El Temple sabía donde edificar, no hay duda

El Temple sabía donde edificar, no hay duda

Calle Mayor de Burgo de Osma

Calle Mayor de Burgo de Osma

Transcurren flanqueados por sabinas (enebros en esta zona), quejigos y alguna encina. Gayubas, espliego o tomillo dan sabor al aire. En la ribera, chopos y sauces acompañan al caminante, mientras en el río flotan nenúfares, lentejuelas y heroicas eneas. En las repisas y oquedades seguro que tendrá la suerte de contemplar buitres y quizás algún águila. También surcan los aires de la zona halcones, azores o lechuzas, y alguna garza pesca en las aguas. Otros vecinos son las nutrias, zorros, culebras, truchas…es un lugar que respira vida. Y al final de ese breve camino, en la explanada que se abre en un meandro del río, frente a una enorme pared de piedra, la ermita. La pequeña iglesia es lo único que queda de un antiguo monasterio templario, una construcción románica del siglo XIII con alguna influencia del incipiente gótico. Esta tan bien conservada que parece que se acaba de construir. Su ubicación en tan singular paraje es solo uno de sus misterios. Parece ser que la ermita se halla a la misma distancia, en metros, de los límites más externos al este y al oeste de la Península, marcando su meridiano. Curiosa gente estos templarios.

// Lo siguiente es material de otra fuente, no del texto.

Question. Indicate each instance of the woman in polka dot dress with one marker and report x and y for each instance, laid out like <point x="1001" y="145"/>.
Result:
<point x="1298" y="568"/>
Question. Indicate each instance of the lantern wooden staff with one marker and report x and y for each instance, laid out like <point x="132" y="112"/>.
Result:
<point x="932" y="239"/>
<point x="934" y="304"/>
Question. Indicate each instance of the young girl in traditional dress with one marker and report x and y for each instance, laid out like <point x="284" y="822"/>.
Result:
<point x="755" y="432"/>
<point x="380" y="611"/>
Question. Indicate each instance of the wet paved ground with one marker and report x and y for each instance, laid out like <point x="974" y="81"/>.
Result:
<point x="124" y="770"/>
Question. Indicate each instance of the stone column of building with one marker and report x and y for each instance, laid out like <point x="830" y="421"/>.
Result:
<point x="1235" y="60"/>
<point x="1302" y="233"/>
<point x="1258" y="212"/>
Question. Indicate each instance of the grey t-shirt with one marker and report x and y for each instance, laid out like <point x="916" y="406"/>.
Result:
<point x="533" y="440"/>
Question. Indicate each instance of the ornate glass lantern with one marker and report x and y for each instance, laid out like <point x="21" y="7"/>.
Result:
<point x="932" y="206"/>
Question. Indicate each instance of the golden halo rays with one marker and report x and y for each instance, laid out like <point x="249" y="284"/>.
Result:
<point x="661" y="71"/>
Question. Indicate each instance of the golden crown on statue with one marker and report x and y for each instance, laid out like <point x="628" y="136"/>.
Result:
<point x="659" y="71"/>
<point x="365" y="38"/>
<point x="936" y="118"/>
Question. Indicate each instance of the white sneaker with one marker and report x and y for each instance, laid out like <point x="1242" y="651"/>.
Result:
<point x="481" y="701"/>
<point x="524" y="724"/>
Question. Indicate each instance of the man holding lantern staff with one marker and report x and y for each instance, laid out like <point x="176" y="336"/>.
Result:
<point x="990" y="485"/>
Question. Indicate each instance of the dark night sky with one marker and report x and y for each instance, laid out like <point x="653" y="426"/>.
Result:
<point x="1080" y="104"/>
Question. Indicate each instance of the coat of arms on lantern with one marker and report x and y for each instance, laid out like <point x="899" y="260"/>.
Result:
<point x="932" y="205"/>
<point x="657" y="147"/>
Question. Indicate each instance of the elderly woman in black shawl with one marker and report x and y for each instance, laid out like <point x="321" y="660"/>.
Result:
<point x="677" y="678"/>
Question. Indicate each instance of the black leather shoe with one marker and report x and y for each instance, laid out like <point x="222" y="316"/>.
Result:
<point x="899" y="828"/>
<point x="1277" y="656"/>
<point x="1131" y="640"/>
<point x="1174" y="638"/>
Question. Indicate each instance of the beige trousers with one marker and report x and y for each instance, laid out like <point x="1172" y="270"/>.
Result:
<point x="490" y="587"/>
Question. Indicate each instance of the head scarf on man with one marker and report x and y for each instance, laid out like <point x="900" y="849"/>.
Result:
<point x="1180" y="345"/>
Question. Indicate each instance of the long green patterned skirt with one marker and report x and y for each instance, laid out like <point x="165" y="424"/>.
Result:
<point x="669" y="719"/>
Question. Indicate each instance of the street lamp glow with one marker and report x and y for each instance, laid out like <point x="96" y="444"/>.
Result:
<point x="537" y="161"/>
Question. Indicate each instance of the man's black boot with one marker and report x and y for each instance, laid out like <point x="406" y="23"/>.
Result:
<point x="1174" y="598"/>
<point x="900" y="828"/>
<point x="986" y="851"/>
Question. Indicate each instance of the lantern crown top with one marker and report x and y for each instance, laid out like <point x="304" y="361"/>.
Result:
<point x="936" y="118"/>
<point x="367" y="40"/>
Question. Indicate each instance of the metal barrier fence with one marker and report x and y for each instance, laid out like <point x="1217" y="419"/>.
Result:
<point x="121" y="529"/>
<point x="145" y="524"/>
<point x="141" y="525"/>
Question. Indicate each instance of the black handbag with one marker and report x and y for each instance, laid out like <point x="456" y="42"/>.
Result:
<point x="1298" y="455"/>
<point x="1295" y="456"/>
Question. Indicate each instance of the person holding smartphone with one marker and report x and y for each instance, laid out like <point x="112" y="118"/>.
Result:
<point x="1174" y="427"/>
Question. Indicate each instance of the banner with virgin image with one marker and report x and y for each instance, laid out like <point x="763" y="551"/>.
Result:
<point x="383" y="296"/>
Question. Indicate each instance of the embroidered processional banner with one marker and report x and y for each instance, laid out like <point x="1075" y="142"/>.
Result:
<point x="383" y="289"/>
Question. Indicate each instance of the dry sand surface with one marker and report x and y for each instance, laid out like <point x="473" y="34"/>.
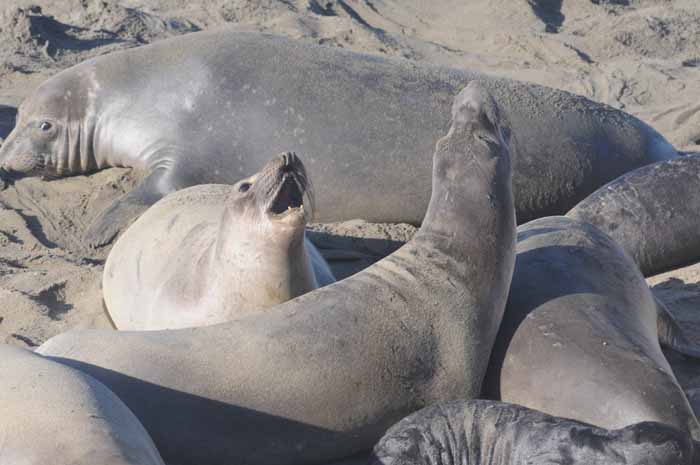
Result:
<point x="639" y="55"/>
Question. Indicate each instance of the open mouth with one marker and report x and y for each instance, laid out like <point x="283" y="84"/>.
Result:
<point x="289" y="197"/>
<point x="7" y="178"/>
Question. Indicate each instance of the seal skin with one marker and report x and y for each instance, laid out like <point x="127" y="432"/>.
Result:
<point x="579" y="337"/>
<point x="480" y="432"/>
<point x="50" y="413"/>
<point x="652" y="213"/>
<point x="322" y="376"/>
<point x="206" y="107"/>
<point x="213" y="253"/>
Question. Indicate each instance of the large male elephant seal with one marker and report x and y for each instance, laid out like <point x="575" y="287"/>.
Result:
<point x="213" y="253"/>
<point x="322" y="376"/>
<point x="208" y="107"/>
<point x="579" y="337"/>
<point x="52" y="414"/>
<point x="480" y="432"/>
<point x="652" y="213"/>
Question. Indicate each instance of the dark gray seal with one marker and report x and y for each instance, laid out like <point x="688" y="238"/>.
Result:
<point x="52" y="414"/>
<point x="208" y="107"/>
<point x="480" y="432"/>
<point x="213" y="253"/>
<point x="579" y="337"/>
<point x="322" y="376"/>
<point x="652" y="213"/>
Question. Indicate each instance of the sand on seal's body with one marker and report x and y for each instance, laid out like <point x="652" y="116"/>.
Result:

La Catedral de Burgo de Osma

La Catedral de Burgo de Osma

Testimonio de que estas singulares naturalezas son ocupadas desde muy antiguo son los grabados y pinturas en la Cueva Grande, abierta como una herida en la roca frente a la ermita. El camino se adentra en el cañón, acompaña al río, pero abierto el apetito uno puede darse la vuelta satisfecho y acercarse a Burgo de Osma, noble villa donde poner un parche de cordero a ese agujero en la tripa. En la soportalada calle Mayor, frente al Palacio Episcopal, el Mesón Marcelino es una buena opción. Al menos para nosotros lo fue, y doy fe que para el cantante de M-Clan, que se sentó en la mesa de al lado, también. Un delicado y sabrosísimo revuelto de boletus, un más que digno cuarto de lechazo regado todo con un Prado Rey de 2013 bien recomendado, y de postre…ojo el postre, un hojaldre con nata y mermelada de frambuesa ligero y riquísimo. Así sí. Y para bajarlo nada mejor que pasear por el centro histórico de esta villa, acercándose a la gótica y ornamentada Catedral de Santa María de la Asunción o la plaza Mayor, centro neurálgico flanqueado por el neomudejar Ayuntamiento y el Antiguo Hospital de San Agustín, con sus simétricas torres achapiteladas, que alberga ahora el centro cultural y dónde el viajero podrá encontrar numerosa información turística de la zona.  Pero para despedir el día, a mi modo de ver, no hay mejor estampa que asomarse al río Ucero con las viejas murallas a la espalda y el cuidado parque aledaño, viendo al fondo las encaramadas ruinas del castillo de Osma. Así lo hicimos nosotros antes de continuar nuestro camino.